National murder rates see
Published 12:00 am Sunday, January 9, 2000
lowest level in 30 years
By MICHELLE J. WILSON
Pike County is not the only place where homicides are in decline. The decreasing homicide rate here follows a nationwide trend, according to the U.S. Department of Justice.
With the largest cities leading the way, the nation’s murder rate in 1997 fell to its lowest level in three decades, said "Homicide Trends in the United States," which is published by the Bureau of Justice Statistics.

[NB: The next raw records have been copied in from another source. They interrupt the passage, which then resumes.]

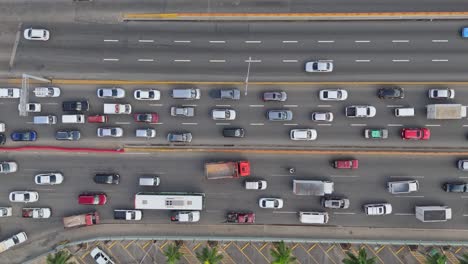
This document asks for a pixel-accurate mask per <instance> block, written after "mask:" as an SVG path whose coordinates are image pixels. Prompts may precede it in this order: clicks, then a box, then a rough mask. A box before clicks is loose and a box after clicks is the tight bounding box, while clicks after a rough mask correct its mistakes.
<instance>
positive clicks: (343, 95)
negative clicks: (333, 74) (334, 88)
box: [319, 89, 348, 101]
mask: <svg viewBox="0 0 468 264" xmlns="http://www.w3.org/2000/svg"><path fill="white" fill-rule="evenodd" d="M319 98H320V100H322V101H344V100H346V99H348V92H347V91H346V90H342V89H327V90H320V92H319Z"/></svg>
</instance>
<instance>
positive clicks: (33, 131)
mask: <svg viewBox="0 0 468 264" xmlns="http://www.w3.org/2000/svg"><path fill="white" fill-rule="evenodd" d="M10 137H11V140H13V141H36V139H37V132H36V131H34V130H29V131H14V132H13V133H11V136H10Z"/></svg>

Much of the decline was in those cities with more than one million inhabitants, where the rate fell from 35.5 per 100,000 population in 1991 to 20.3 per 100,000 in 1998, the report said. The sharp increase in homicides in the late 1980s and much of the subsequent decline are attributed to a rise and fall in gun violence by juveniles and young adults. Despite the encouraging improvement since 1992, the levels of gun homicides by juveniles and young adults are well above those of the mid-’80s.
"Homicide is of interest not only because of its severity but also because it is fairly reliable barometer of all violent crime," according to a justice department spokesman. "At a national level, no other crime is measured as accurately and precisely."
Although the murder rate is in decline, members of the Troy Police Department are concerned about the high number of property crimes reported last year, said Chief Anthony Everage.
This is where the department plans to focus its efforts in the new year, Everage said.
"We’re fixing to start a neighborhood watch program once we move back into the Public Safety Building," he said.